Une tour, immense, et vous qui devez progresser de sa base jusqu'à son sommet. Référence à la tour de Wardenclyffe, créée au début du XXe siècle par Nikola Tesla, le lieu est tout entier dédié à la déesse électricité, et à son fidèle compagnon, le magnétisme. De fait, le gameplay est ici tourné vers la maîtrise de la polarité (charge négative ou positive), que vous pourrez associer à divers éléments du décor (plates-formes, blocs...). Petit rappel : les contraires s'attirent, les éléments de même charge se repoussent. C'est tout simple, mais encore fallait-il y penser. Grâce à divers accessoires que vous récupérerez au cours de votre progression - des gants magnétiques d'abord, puis des bottes « éclair » (qui autorisent une téléportation à courte distance), une cape capable de modifier votre polarité puis enfin un bâton, seul capable de délivrer des charges offensives - les puzzles proposés gagnent en complexité, entre flux magnétiques, faisceaux électriques mortels, mécanismes divers, etc. Votre maîtrise du paddle, d'abord hésitante, finit par exiger des enchaînements parfaits, qui vous viendront comme par enchantement... après, parfois, des morts à répétition heureusement jamais réellement frustrantes (quoique...), les points de respawn étant liés à chaque nouveau tableau. Mention spéciale, tout de même, aux combats de boss, qui n'autorisent pas la moindre erreur, et réclament une connaissance parfaite de leurs patterns.
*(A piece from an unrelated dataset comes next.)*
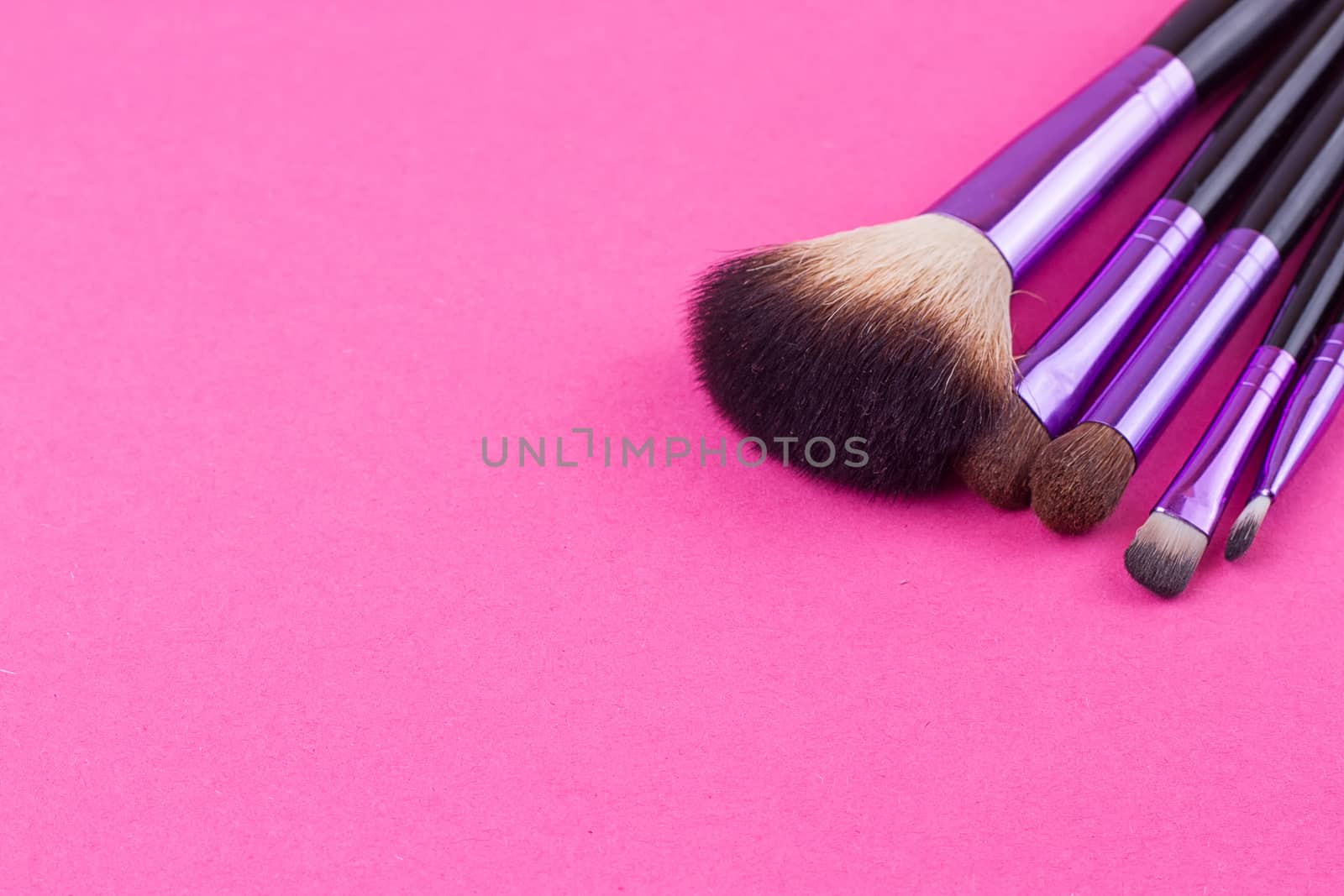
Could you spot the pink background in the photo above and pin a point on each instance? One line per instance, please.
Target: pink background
(269, 625)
Une exigence nécessaire pour soutenir une durée de vie finalement modeste (comptez 5-6 heures), que l'on ne voit de surcroît pas passer pour peu que, les deux doigts dans la prise, vous ne ressentiez que la décharge de délicieux frissons.

S'il n'a pas la complexité d'un Braid, le brio plein d'humour d'un Portal 2 et ne dispose même pas d'un level design aussi talentueusement structuré que les meilleurs Metroidvania, Teslagrad se démarque par sa structure narrative, finalement plus prenante encore que son gameplay, et son ambiance franchement hors du commun. Ajoutez à tout cela des mécaniques de jeu solides, un souci du détail inattendu (le visage du dernier boss est inspiré du masque mortuaire de Nikola Tesla lui-même !) et l'alchimie fonctionne à plein.